Voilà le texte en question :
Le jour tant attendu du concert est arrivé. C'est la validation des efforts accomplis, la juste
récompense d'une année de labeur. C'est l'aboutissement, la raison d'exister de la chorale (il justifie
les subventions) en même temps que l'occasion de montrer à tous ce dont on est capable.
Car on va pouvoir prouver aux incrédules que l'on n'est pas si ignare qu'il y parait, qu'on a su
ingurgiter des pages entières de musique sans se tromper et justifier, au passage, auprès de son
conjoint, ses longues absences répétées. Aussi au moment d'entrer sur scène, chacun ressentira-t-il
au fond de lui comme un mélange assez équilibré de fierté et d'angoisse.
Le chef, toujours inquiet, a convoqué ses choristes deux heures avant le lever du rideau, sachant
pertinemment que la majorité d'entre eux sera en retard. Mais peu à peu les effectifs se gonflent.

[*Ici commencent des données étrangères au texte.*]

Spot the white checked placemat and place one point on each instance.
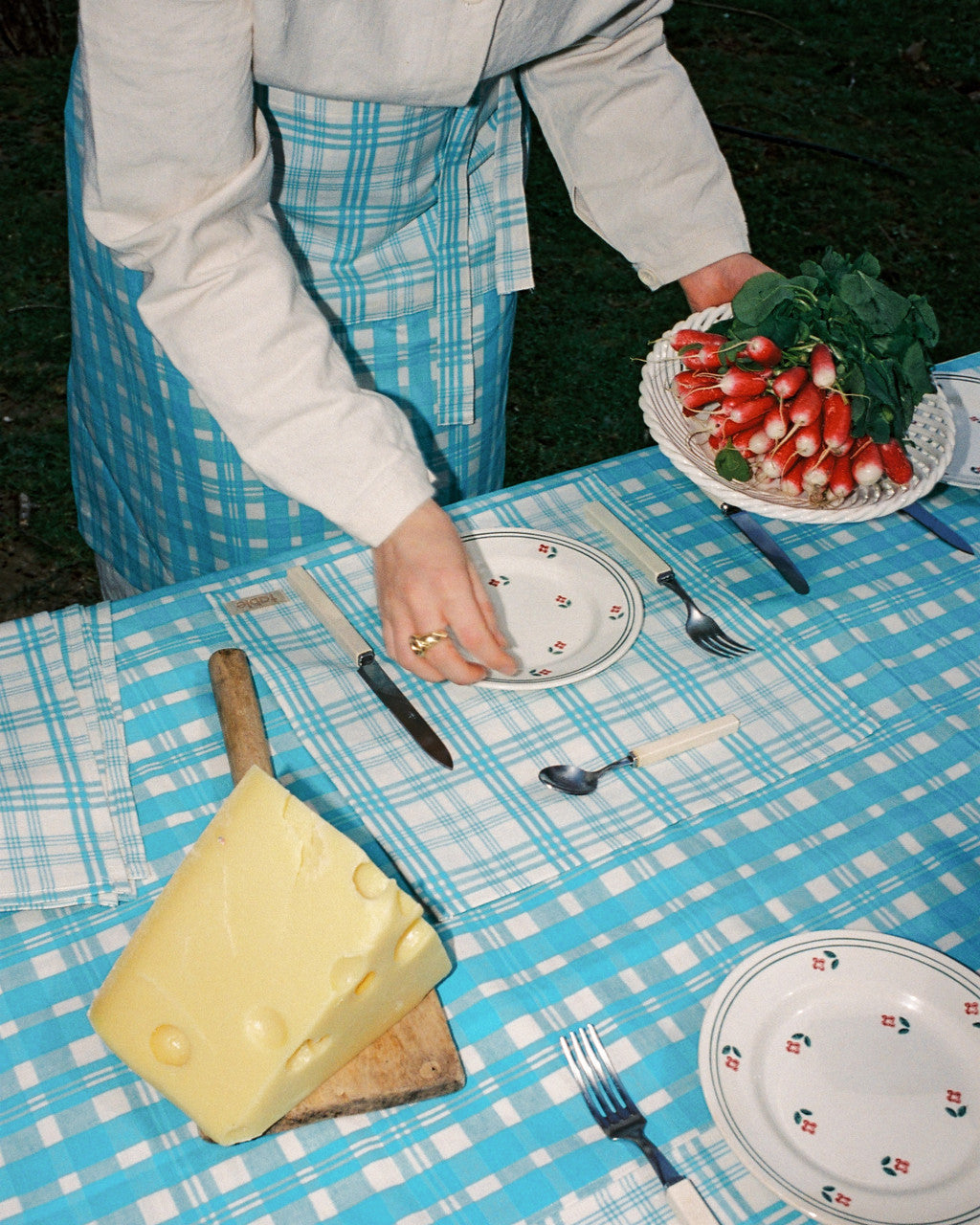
(490, 827)
(69, 832)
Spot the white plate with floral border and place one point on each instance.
(567, 609)
(843, 1067)
(682, 440)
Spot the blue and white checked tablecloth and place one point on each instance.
(69, 832)
(493, 828)
(880, 834)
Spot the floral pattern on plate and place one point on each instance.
(567, 609)
(844, 1070)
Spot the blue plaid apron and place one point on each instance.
(416, 261)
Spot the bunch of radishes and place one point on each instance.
(779, 420)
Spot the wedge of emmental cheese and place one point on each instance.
(276, 952)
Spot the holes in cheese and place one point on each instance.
(169, 1045)
(266, 1027)
(275, 953)
(368, 880)
(304, 1054)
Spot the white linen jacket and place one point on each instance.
(178, 179)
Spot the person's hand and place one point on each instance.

Puis c'est le moment d'entrer sur scène. En bon ordre, les choristes s'avancent alors. C'est une file
indienne un peu en accordéon, car il y en a toujours qui dorment debout ou qui ratent une marche.
Aussitôt les applaudissements se déchainent. On n'attend que le chef. Le voici en queue de peloton.
Il s'avance d'un pas assuré, lance un regard de convenance vers la salle puis tourne le dos à la salle
et se plante devant ses chanteurs. Tout le monde est prêt, concentré. Courageusement, le chef
se jette à l'eau et d'un geste vigoureux donne le départ. Et soudain, il est surpris d'entendre les
premières phrases avec une justesse qu'il n'avait jusqu'alors obtenue qu'en rêve. Consciencieux,
les choristes ont le nez dans leur partition pour suivre les paroles, sinon pour lire la musique. Car
traditionnellement, ils ne regardent jamais le chef. Ce dernier fait pourtant tout ce qu'il peut pour
attirer leur attention. Sauf entre les morceaux car là, il tourne le dos aux choristes pour saluer et
alors chacun se comporte à sa manière. L'un remet de l'ordre dans ses partitions, l'autre, croyant
qu'on ne l'entend pas, glisse une pertinente plaisanterie à l'oreille de son voisin, beaucoup font un
signe discret vers la salle où ils ont aperçu des amis, d'autres encore changent de jambe, histoire
de rééquilibrer leurs fameux appuis. Quelques enroués se raclent la gorge ou encore exécutent des
mouvements d'assouplissement (torsion des cervicales et extension des mandibules). Seuls, un ou
deux, les yeux rivés au plafond et la bouche entrouverte attendent placidement la suite.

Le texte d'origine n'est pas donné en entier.